Trying to create a query for my cluster elasticsearch nodes.
I want it to show nodes that is more than xx% of cpu or memory or JVM heap or free space left in %
- Not sure if I have selected the correct field for CPU , jvm and fs.
- Unsure which memory field to select.
- Also having issue wit the EVAL. PLEASE help!!!
POST /_query?format=txt
{
"query": """
FROM ABCD:.monitoring-*
| WHERE @timestamp > NOW() - 8 hours
AND (node_stats.process.cpu.percent) > 50
OR (node_stats.jvm.mem.heap_used_percent) > 50
| STATS
process_cpu = AVG(node_stats.process.cpu.percent),
jvm_mem = AVG(node_stats.jvm.mem.heap_used_percent),
fs_avail = AVG(elasticsearch.node.stats.fs.total.available_in_bytes)
BY elasticsearch.node.name
EVAL fs_avail_gb = ROUND((TO_DOUBLE(fs_avail) / 1,073,741,824) * 100, 2)
| WHERE process_cpu > 50
| SORT process_cpu DESC
| LIMIT 100
"""
}
Hi
You’re close the main issue is mixing raw fields and aggregated values.
A few key points:
CPU → node_stats.process.cpu.percent (correct)

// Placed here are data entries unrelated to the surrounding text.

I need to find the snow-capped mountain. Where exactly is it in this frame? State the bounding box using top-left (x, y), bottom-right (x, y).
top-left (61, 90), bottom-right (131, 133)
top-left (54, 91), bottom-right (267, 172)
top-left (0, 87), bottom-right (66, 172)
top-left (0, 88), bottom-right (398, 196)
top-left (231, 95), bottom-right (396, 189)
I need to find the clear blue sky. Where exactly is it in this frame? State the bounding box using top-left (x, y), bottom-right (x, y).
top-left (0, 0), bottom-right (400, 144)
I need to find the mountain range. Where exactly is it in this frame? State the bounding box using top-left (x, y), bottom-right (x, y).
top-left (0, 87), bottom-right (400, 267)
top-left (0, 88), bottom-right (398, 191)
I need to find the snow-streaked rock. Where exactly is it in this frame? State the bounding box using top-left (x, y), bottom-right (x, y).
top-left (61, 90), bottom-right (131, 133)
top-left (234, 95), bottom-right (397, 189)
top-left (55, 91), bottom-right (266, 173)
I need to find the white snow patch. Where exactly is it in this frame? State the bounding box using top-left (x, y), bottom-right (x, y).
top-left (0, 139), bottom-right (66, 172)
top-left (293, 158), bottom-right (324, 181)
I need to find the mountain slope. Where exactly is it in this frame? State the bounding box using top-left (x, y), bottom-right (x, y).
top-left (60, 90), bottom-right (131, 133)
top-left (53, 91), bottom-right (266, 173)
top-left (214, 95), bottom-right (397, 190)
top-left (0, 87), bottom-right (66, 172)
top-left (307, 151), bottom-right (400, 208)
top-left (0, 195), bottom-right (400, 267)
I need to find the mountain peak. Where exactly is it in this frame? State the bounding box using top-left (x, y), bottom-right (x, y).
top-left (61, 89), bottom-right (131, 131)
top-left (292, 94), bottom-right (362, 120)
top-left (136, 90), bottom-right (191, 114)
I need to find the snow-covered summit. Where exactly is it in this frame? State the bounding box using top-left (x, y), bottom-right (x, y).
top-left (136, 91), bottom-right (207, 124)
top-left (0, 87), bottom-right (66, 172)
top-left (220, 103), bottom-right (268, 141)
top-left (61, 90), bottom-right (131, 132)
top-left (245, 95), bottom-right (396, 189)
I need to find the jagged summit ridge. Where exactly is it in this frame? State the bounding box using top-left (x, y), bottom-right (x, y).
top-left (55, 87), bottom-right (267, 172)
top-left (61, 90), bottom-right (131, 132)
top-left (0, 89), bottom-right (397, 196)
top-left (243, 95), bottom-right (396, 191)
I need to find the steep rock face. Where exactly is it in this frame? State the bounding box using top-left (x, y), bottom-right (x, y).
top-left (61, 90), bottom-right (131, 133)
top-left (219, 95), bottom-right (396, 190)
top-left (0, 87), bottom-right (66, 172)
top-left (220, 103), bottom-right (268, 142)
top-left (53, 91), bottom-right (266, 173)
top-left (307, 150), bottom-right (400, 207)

JVM → node_stats.jvm.mem.heap.used_percent
Memory (OS) → node_stats.os.mem.used_percent
FS → don’t use only available space, calculate percentage used:
(available_in_bytes / total_in_bytes)
The issue with EVAL happens because you’re trying to calculate after aggregation.
Key insight: do all calculations inside STATS, not after.
I can't believe @Rafa_Silva you are still using AI generate your answers, instead actually writing a proper human answer. Disgusting.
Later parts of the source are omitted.